Normally,
we are taught a bunch of "rules" without much of an
Idea of why those rules are the rules. In other words, you do not feel
like you have anything to do with them, that they are arbitrary.
I call this "not
being math enfranchised." Enfranchisement is an interesting
concept. To be enfranchised, basically means to be able to take part
in something. There is a difference between being entitled to do something,
and being enfranchised to do it.
For example, you
can be entitled to vote, but if you are blocked from getting to a voting
booth on election day, you are disenfranchised.
Along the same lines, you
can be allowed to go to school, but if your teacher is lousy, your school
environment is rotten, your homelife doesn't allow you to focus on schoolwork
when you need to, or anything else prevents you from taking advantage
of what school is supposed to teach you, you are disenfranchised.
Isn't it evil to require
someone to do something, but not effectively help them learn how to
do it? That is just what happens in so many schools today.
Let's face it, sometimes
the schools come through, but you still "don't get it." Some
of us were just too lazy or disinterested.
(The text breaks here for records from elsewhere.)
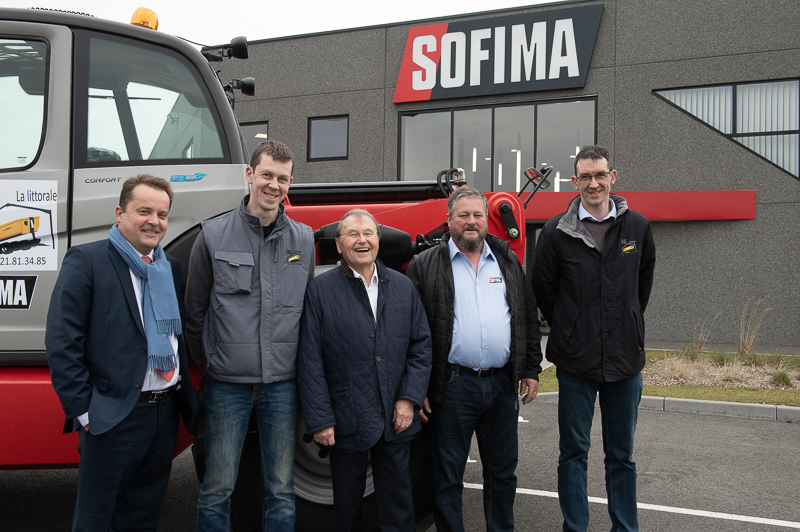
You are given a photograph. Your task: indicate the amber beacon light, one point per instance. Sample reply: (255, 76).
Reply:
(145, 18)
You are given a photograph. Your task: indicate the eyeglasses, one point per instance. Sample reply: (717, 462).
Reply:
(353, 235)
(599, 176)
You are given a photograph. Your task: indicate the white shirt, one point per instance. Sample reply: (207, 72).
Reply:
(583, 213)
(372, 289)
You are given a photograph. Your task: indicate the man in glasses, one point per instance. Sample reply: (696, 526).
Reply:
(592, 276)
(363, 370)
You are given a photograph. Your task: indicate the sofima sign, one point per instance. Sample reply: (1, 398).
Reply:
(547, 50)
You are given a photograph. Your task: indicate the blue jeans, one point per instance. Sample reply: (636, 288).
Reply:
(488, 407)
(619, 408)
(228, 409)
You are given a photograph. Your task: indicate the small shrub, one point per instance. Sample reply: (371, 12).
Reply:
(733, 372)
(752, 317)
(701, 337)
(781, 378)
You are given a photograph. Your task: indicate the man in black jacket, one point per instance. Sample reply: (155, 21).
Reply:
(592, 276)
(486, 348)
(362, 371)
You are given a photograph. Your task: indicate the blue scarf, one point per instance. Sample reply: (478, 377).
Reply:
(161, 314)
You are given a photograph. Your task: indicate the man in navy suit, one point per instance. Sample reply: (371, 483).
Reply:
(118, 362)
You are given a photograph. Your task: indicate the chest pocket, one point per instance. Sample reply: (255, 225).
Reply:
(233, 272)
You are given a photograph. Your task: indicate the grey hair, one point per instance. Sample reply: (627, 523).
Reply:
(361, 213)
(465, 192)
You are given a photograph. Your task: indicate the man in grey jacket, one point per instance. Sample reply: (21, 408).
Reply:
(244, 296)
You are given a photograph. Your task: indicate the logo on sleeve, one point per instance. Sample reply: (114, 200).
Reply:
(294, 257)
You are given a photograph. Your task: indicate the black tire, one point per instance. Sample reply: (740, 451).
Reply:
(314, 499)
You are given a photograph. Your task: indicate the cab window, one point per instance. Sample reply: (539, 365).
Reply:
(141, 103)
(23, 67)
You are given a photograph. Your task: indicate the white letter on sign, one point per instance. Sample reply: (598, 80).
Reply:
(499, 55)
(425, 79)
(521, 49)
(564, 37)
(477, 55)
(459, 58)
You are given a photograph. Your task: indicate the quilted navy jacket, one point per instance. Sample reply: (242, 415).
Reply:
(351, 367)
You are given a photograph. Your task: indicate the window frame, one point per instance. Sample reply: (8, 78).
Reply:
(346, 155)
(45, 97)
(735, 134)
(452, 109)
(81, 69)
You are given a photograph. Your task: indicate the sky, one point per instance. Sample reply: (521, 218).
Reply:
(258, 20)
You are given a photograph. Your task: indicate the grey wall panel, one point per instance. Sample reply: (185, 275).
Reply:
(667, 30)
(703, 267)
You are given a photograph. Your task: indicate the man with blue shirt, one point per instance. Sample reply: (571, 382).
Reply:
(486, 349)
(592, 276)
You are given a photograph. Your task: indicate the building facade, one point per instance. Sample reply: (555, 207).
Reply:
(698, 102)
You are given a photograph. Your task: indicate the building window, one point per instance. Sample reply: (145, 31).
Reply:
(327, 138)
(763, 117)
(253, 134)
(495, 145)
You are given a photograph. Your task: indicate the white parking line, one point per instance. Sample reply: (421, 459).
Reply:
(668, 509)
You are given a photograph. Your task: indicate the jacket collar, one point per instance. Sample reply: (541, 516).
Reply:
(254, 222)
(569, 221)
(379, 267)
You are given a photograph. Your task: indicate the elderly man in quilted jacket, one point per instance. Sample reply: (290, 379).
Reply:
(363, 369)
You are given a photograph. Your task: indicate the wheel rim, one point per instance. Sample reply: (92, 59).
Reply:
(312, 473)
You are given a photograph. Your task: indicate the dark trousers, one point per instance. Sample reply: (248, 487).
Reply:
(392, 486)
(488, 408)
(619, 410)
(123, 473)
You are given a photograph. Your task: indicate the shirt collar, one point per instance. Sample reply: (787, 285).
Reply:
(486, 252)
(583, 213)
(359, 276)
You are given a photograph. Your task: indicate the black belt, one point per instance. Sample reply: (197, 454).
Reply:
(457, 369)
(156, 396)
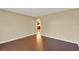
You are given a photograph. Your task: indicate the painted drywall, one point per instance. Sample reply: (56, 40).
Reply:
(63, 25)
(13, 26)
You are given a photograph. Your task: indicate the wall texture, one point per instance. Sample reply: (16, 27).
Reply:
(14, 26)
(63, 25)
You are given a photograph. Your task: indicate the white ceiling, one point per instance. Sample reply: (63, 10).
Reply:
(35, 12)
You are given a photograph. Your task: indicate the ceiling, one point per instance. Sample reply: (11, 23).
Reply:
(35, 12)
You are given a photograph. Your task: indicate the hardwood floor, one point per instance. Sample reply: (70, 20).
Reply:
(30, 44)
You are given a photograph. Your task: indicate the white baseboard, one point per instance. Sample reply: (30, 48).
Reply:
(62, 39)
(15, 38)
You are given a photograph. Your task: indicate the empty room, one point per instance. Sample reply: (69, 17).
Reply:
(39, 29)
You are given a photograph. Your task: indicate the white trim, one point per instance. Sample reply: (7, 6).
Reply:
(62, 39)
(15, 39)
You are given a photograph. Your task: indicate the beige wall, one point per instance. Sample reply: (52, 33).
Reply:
(62, 25)
(14, 26)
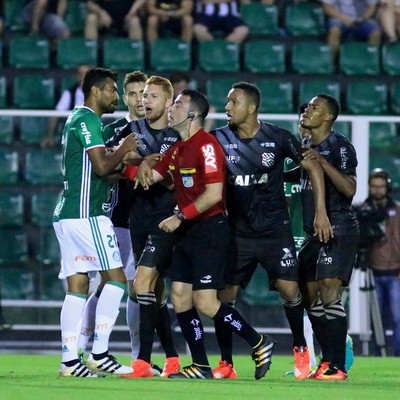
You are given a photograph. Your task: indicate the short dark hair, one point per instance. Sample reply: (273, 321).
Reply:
(332, 104)
(135, 77)
(302, 108)
(198, 101)
(251, 90)
(96, 77)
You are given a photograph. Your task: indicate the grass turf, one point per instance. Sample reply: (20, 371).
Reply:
(35, 377)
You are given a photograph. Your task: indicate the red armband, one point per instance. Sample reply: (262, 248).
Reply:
(190, 211)
(130, 172)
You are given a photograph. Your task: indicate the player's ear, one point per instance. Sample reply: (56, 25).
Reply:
(168, 104)
(252, 108)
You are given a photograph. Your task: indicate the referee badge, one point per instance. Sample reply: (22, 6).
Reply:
(187, 176)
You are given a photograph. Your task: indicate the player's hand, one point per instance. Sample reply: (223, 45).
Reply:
(170, 224)
(132, 158)
(322, 227)
(144, 176)
(154, 157)
(130, 143)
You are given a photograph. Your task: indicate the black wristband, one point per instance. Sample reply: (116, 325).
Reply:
(180, 215)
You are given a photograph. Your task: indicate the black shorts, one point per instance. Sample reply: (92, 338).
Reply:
(334, 259)
(200, 253)
(151, 245)
(276, 253)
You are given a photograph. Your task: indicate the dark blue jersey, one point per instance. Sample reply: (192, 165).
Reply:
(158, 199)
(340, 153)
(255, 192)
(119, 205)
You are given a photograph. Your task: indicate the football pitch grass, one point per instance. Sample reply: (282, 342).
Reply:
(35, 377)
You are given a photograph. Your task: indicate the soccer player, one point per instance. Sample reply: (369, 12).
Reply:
(119, 213)
(85, 234)
(255, 152)
(152, 246)
(327, 266)
(197, 165)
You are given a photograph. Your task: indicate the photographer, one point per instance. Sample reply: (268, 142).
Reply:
(379, 219)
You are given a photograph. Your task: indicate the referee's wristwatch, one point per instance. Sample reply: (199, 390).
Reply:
(180, 215)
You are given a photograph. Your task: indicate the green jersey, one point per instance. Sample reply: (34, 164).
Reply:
(85, 193)
(293, 197)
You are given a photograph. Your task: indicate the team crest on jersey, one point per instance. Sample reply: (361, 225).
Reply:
(288, 260)
(187, 176)
(268, 159)
(116, 256)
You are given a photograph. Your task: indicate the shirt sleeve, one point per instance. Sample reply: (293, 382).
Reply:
(89, 132)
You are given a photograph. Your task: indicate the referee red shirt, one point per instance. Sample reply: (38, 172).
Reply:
(194, 163)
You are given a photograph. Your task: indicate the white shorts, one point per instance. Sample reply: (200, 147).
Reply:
(125, 248)
(87, 245)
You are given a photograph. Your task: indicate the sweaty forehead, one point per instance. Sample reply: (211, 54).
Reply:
(237, 94)
(153, 89)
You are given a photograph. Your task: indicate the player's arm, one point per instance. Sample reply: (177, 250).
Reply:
(105, 163)
(210, 197)
(322, 227)
(344, 184)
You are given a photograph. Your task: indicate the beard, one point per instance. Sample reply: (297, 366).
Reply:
(232, 125)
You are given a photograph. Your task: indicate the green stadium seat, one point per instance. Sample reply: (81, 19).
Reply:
(32, 91)
(310, 88)
(76, 51)
(290, 126)
(277, 95)
(75, 16)
(390, 163)
(14, 246)
(217, 91)
(3, 92)
(29, 52)
(11, 209)
(6, 129)
(390, 58)
(309, 57)
(12, 15)
(367, 97)
(43, 166)
(219, 56)
(261, 19)
(257, 292)
(42, 207)
(170, 54)
(343, 127)
(383, 136)
(123, 54)
(395, 97)
(304, 19)
(264, 56)
(367, 56)
(17, 281)
(9, 167)
(48, 249)
(33, 129)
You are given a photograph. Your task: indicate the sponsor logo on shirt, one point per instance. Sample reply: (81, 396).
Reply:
(85, 258)
(248, 180)
(86, 133)
(267, 144)
(209, 158)
(206, 279)
(267, 159)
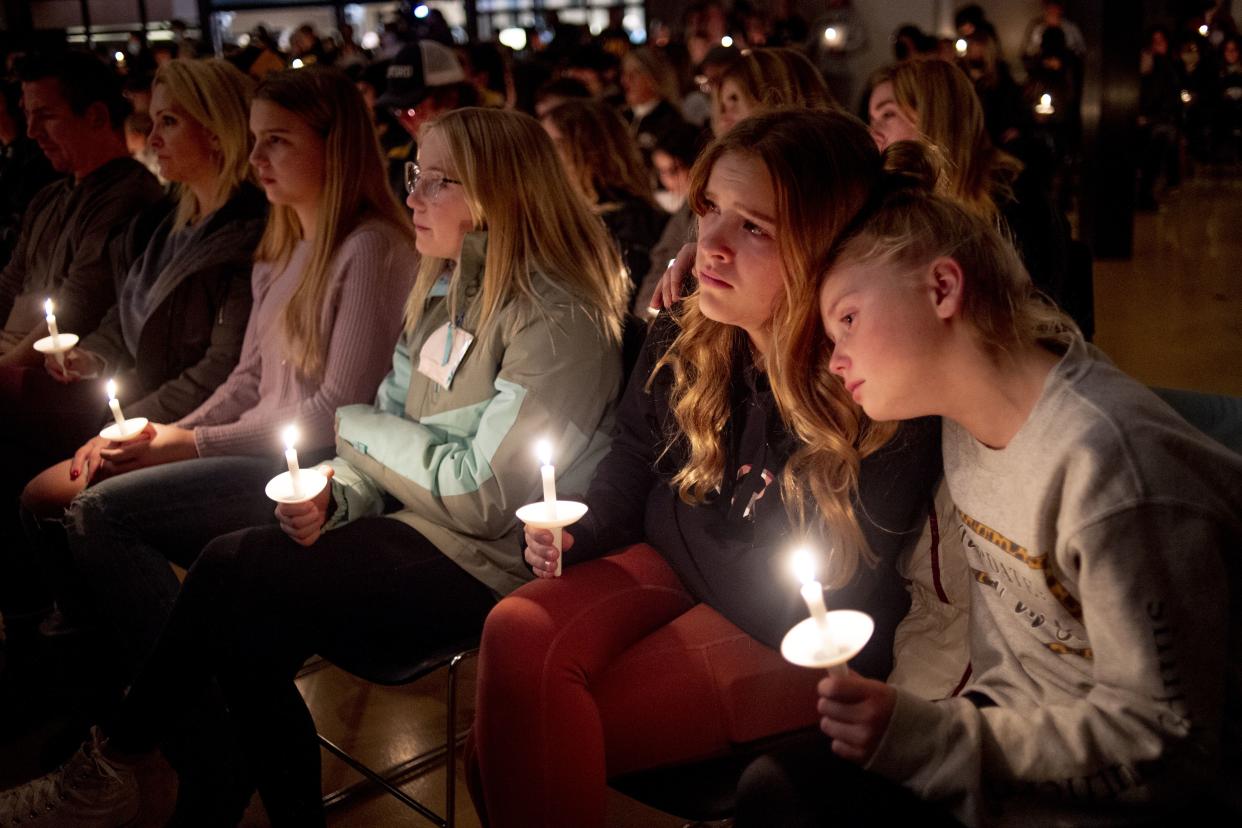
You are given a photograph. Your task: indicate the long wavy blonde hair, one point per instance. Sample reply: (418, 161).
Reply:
(774, 77)
(216, 94)
(535, 221)
(822, 165)
(354, 189)
(945, 108)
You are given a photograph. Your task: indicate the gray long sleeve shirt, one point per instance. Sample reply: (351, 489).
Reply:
(1103, 543)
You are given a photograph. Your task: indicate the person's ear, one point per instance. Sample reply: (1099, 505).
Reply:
(945, 283)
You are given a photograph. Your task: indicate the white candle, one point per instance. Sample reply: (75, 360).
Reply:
(291, 456)
(51, 323)
(116, 406)
(543, 450)
(812, 592)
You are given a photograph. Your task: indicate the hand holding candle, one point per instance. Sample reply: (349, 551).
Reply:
(550, 513)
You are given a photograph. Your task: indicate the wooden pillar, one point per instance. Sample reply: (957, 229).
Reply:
(1110, 111)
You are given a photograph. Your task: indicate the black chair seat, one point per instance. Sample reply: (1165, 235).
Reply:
(699, 791)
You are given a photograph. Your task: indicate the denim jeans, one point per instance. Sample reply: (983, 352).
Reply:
(123, 533)
(255, 606)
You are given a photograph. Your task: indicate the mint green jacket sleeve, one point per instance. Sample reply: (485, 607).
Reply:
(465, 459)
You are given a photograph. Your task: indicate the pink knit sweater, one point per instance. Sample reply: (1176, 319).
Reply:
(370, 278)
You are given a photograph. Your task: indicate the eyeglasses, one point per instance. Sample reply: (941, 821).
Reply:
(430, 185)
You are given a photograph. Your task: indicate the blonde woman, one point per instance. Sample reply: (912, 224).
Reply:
(763, 78)
(651, 97)
(604, 163)
(934, 102)
(755, 81)
(1103, 602)
(512, 335)
(334, 267)
(665, 651)
(183, 274)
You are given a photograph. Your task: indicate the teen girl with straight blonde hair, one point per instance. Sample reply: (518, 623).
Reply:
(513, 335)
(319, 337)
(184, 288)
(1102, 531)
(665, 653)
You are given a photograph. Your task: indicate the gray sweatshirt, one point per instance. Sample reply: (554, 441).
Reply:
(1103, 543)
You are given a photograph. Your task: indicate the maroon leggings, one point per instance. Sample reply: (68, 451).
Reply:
(609, 669)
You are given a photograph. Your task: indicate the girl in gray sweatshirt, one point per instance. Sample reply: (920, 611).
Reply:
(1102, 533)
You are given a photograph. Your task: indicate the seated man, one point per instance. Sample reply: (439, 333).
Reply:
(76, 114)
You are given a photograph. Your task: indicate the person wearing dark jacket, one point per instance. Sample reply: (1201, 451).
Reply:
(657, 646)
(24, 169)
(604, 164)
(76, 114)
(183, 273)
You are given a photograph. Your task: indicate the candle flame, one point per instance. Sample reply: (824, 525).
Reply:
(804, 565)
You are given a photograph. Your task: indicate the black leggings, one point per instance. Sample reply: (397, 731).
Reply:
(255, 606)
(809, 786)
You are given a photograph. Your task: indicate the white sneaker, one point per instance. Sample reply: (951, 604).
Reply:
(90, 791)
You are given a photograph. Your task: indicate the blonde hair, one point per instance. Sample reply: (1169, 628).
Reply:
(517, 189)
(774, 77)
(949, 116)
(657, 67)
(215, 94)
(911, 226)
(600, 152)
(822, 164)
(354, 189)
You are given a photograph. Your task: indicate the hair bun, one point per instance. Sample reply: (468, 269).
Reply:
(912, 166)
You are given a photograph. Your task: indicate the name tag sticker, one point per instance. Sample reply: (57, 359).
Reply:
(442, 353)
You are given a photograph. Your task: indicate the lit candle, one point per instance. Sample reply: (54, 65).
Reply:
(543, 450)
(291, 456)
(51, 323)
(116, 406)
(812, 592)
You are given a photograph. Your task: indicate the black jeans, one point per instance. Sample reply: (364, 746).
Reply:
(809, 786)
(256, 605)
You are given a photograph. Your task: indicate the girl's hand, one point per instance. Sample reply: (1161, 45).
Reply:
(80, 364)
(668, 292)
(303, 522)
(540, 554)
(855, 714)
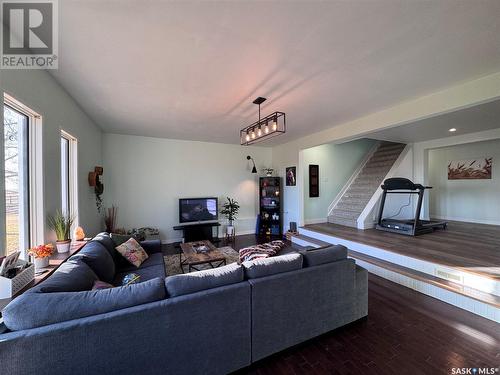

But now you know the time
has come when you would like to fill in this educational gap in your
life.
So what do you do if your
math-education has fallen through the cracks?
You can start
by learning Addition Mojo (using tens-complements) until you really
get it. Within a day or two you should be able to add from left to right,
instantly, without pencil, paper, or the dreaded calculator. By that
time, some more Addition Mojo lessons should be up, and you can turbo-charge
your addition skills. In very little time, you will be making more sense
out of how you do math, and can progress to Multiplication Mojo.
If you are using this site
to teach young children math, go right to the abacus lessons. Read the
abacus pages, and start showing a child how an abax works. This is probably
the best all-around manipulative method to get a sense for numbers that
you can use.
Eventually,
there will be full abacus lessons, here, too.